Policy Lab: Women in Conflict & Security (de Silva de Alwis)
Meeting Times/Location
M 1:00PM - 2:59PM
Gittis Hall 213
Category
Upper-Level
Credits
2.0
Policy Lab: New Debates in Women Peace & Security Faculty: Rangita de Silva de Alwis Contact: rdesilva@law.upenn.edu Meetings: Monday 1-3pm Location TBD Office Hours: Mondays 9- 11 am in person; Fridays, 10am-5pm via Zoom. The course will focus a gender lens on the most recent theaters of continuing conflict: Afghanistan, Iran, Ukraine, and the Sahel region in Africa, the world’s most conflict heavy region. Collaborating with UN Security Council non-permanent members, this class will examine these recent conflicts, its impact on women, and the role of women as peace builders. From the denial of women's and girl's education in the recent Taliban takeover in Afghanistan to Africa’s Sahel region’s climate collapse which has impacted a gathering crisis in food security, access to water, migration, and the feminization of poverty, the class will analyze some of the root causes of recent conflict and provide new policy imperatives through a gender, intersectional, structural and post-colonial perspective. We critique the hierarchy of violence created by the paradigm of "conflict- related sexual violence" and call for an understanding of a more nuanced and structural analysis that looks at violence as layered rather than episodic. Furthermore, in the context of an evolving category of gender persecution, we examine the denial of women's and girl's education as a new category of violence in conflict and a risk to security. We look at how interpersonal violence often overlaps with structural violence in conflict. The confluence of the 3 Cs, conflict, climate change and colonization will continue to have a disproportionate impact on the lives and livelihoods of women.

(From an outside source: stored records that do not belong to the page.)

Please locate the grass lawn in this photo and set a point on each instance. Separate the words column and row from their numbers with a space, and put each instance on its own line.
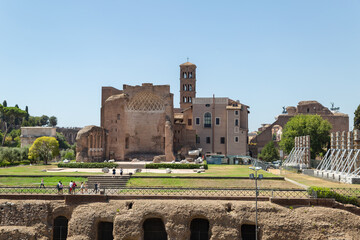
column 37, row 170
column 313, row 181
column 35, row 181
column 216, row 171
column 216, row 183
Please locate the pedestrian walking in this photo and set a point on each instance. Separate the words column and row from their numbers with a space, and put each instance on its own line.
column 95, row 187
column 42, row 183
column 114, row 172
column 82, row 187
column 70, row 186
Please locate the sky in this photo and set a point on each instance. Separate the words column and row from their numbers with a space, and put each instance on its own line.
column 56, row 55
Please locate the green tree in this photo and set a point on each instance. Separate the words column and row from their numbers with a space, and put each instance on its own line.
column 357, row 118
column 302, row 125
column 44, row 149
column 9, row 116
column 269, row 152
column 52, row 121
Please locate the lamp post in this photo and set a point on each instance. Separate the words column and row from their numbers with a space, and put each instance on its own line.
column 256, row 169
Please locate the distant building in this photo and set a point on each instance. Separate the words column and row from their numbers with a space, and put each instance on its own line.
column 69, row 133
column 30, row 134
column 273, row 132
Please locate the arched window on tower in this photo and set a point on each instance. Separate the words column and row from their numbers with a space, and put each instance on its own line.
column 207, row 120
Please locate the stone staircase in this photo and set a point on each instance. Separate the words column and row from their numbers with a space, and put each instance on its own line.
column 108, row 181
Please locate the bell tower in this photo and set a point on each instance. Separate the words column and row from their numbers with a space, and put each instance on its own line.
column 187, row 84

The course will develop an alternative Global South perspective to the security discourse by bringing leaders from the field to the classroom. Sudan is at the cusp of a civil war which threatens the stability of the entire region and the world. The crisis in Afghanistan has raised new debates of gender apartheid. The Policy Lab will focus on these cutting-edge debates from a gender perspective. The class will engage with recent UN Security Council Resolutions and global policymakers working in geographies of conflict. The global policymakers include: H.E. Phumzile Mlambo Ngcuka, Chancellor of the University of Johannesburg and the African Union Panel of the Wise (and only woman on the High-Level Panel of Eminent Africans for the Ethiopian Peace Process chaired by H.E. Obasanjo, former President of Nigeria) Former Vice President of South Africa and Former Head of UN Women.
Please see further for course description https://www.law.upenn.edu/live/news/15923-women-peace-and-securityLinks to an external site.
International and Comparative Law Learning outcomes: Demonstrate a core understanding of international and comparative law, both substantively and procedurally; Perform legal analysis in the context of international and comparative law; Communicate effectively on topics related to international and comparative law; Demonstrate an understanding of the role of international and comparative law, and their interconnection with domestic law.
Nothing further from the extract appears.